Fifteen Years of Freelance
Freelancing has become a force in the labor world, from Uber drivers to logo designer on Fivver and everything in between. People want more freedom over their schedules, more time with family, more options, and better pay for their hard work and more exciting challenges.
The mundane jobs of our parents and their parents are slowly coming to an end. Hiring freelancers or temps as they used to be called is the new business model. Yet for some of the want to be freelancers out there, the thought of not knowing where their next paycheck is coming from sends a fear down their spines almost as much as being asked to give a speech in public.
I’ve been freelance my whole entertainment career. In the TV business this is commonplace. Unless you work on a long running scripted show or are staff at a network or production company, you are jumping from show to show.
Yes there are a lot of staff jobs in the business but positions like camera operator, audio mixer, lighting designer and production manager are all freelance. The reason for this is that a show that films for six weeks only needs a camera operator for those six weeks, then the show moves into post production where it is edited.
The camera operator has done their job, captured the vision of the director and the filming is as they say in the can. This saying by the way comes from the old days of film where you used to physically put the shot film in the can the film comes in that protects it.
My father worked for the same company for forty years. At the end of his career another company bought the company he worked for. They restructured and he was told it was time to retire.
What did he get for his forty years? All he got was a small pension, a plague and a watch. He gave most of his working life to that company, Monday through Friday for 2000 weeks, (50 weeks a year times 40 years). He rarely took vacation days and was forced to take them or lose them in the end.
He did end up going back to the company as a consultant at twice his pay rate for a couple of years. Once he was gone no one else in his department knew how to do 80% of what he knew how to do.
Anyways seeing what 40 years with a solid company got him, I was not going to follow in his footsteps. I don’t know if I consciously took the freelance route because of the situation he went through or it was the nature of the entertainment business beast.
At a few points in my career I was offered staff jobs at production companies and while the money would be steady I wasn’t willing to give up my freedom for a few extra bucks. I value experiences over stuff and traveling is something that gets limited to those who work 50 weeks out of the year. One week in a country is not enough to dive in and really experience the culture.
While others are scared to work for themselves or to go freelance for fear of not having a steady paycheck, I would like to tell you that it’s worth every second of your time you buy back in your life.

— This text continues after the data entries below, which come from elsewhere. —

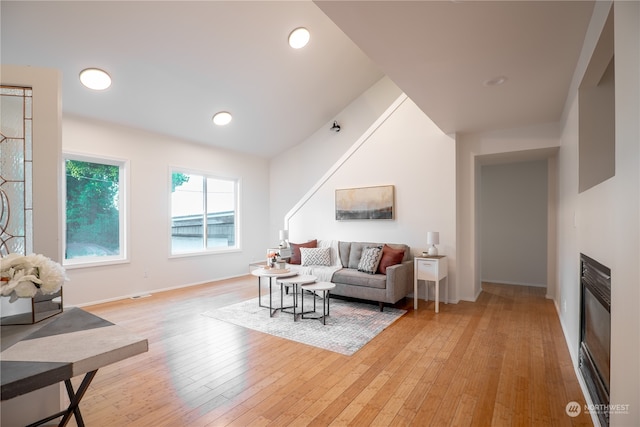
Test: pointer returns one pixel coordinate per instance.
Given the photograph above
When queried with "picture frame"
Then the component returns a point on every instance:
(365, 203)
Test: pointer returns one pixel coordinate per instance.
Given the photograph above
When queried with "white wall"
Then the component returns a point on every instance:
(46, 84)
(294, 171)
(151, 156)
(404, 149)
(603, 222)
(514, 223)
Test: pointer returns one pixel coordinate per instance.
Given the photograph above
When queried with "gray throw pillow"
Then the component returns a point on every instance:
(370, 259)
(315, 256)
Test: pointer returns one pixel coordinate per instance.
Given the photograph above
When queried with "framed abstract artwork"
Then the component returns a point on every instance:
(365, 203)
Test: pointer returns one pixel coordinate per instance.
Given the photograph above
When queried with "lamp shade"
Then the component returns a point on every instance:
(433, 237)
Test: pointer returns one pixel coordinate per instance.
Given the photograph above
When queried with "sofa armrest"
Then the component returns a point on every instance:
(400, 280)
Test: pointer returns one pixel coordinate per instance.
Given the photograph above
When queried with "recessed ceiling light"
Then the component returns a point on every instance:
(496, 81)
(222, 118)
(299, 38)
(95, 79)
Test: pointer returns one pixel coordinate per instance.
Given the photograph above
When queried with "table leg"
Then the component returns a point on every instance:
(74, 406)
(260, 290)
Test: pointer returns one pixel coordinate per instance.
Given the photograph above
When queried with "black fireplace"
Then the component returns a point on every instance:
(595, 332)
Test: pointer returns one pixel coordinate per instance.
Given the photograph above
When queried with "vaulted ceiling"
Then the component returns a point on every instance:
(175, 63)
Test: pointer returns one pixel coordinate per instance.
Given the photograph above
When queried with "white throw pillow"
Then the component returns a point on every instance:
(315, 256)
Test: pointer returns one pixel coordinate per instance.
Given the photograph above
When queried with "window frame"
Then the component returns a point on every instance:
(123, 211)
(236, 204)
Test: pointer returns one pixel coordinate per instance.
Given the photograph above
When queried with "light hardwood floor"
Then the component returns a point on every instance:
(500, 361)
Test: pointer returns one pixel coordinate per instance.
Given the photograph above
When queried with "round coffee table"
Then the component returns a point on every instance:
(293, 282)
(270, 273)
(325, 288)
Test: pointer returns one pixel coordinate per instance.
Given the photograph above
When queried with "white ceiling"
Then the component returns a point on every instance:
(175, 63)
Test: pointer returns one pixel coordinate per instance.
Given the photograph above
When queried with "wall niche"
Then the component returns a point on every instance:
(596, 104)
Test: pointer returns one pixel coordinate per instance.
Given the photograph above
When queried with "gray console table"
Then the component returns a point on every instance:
(57, 349)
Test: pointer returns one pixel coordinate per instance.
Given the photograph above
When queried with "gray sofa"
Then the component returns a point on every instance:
(386, 288)
(389, 288)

You can always make more money you can’t make more time.
There are three keys to going freelance or starting your own business in my opinion.
1. Save money when you are making it. The raining day fund should be the first thing you set up when you decide to go freelance because you will hit soft patches and knowing you have the money to tide you over till something good comes along is a much better feeling then worrying all day everyday till you book something. Before you take the leap save a big pile trust me you will need it.
2. Over deliver on every gig you get and build a solid reputation. Your word and better put your work is everything in business. If you knock it out of the park every time a client hires you, the next time they need the service you provide, you will be their first call. Everyone who works with me knows I’ll do whatever it takes to “Make it Happen”.
3. Build strong relationships with your clients, follow up and ask for referrals. You’ve heard it’s who you know not what you know. Nowhere is this truer then in Hollywood. I’d say 90% of all the gigs I have gotten were from people I worked with before or people that referred me. If you did a great job and followed up then people will have no problem recommending you for the job.
Now don’t get me wrong, the freelance lifestyle isn’t all hammocks and mojitos. You have to be smart with your money. Do a better job then other people and sometimes the gigs won’t be there. I’ve had dry spells early in my career and when the economy got bad, but for the most part I never put much worry into where my next dollar was coming from. I’ve never had to eat ramen noodles for breakfast, lunch and dinner because I couldn’t afford a real meal.
1. Save money while you are at your current job so you have a cushion when things get rough. And put a little aside from every gig you get as a freelancer.
2. Over deliver on every gig you get, build a solid reputation.
3. Build strong relationships with your clients, follow up and ask for referrals.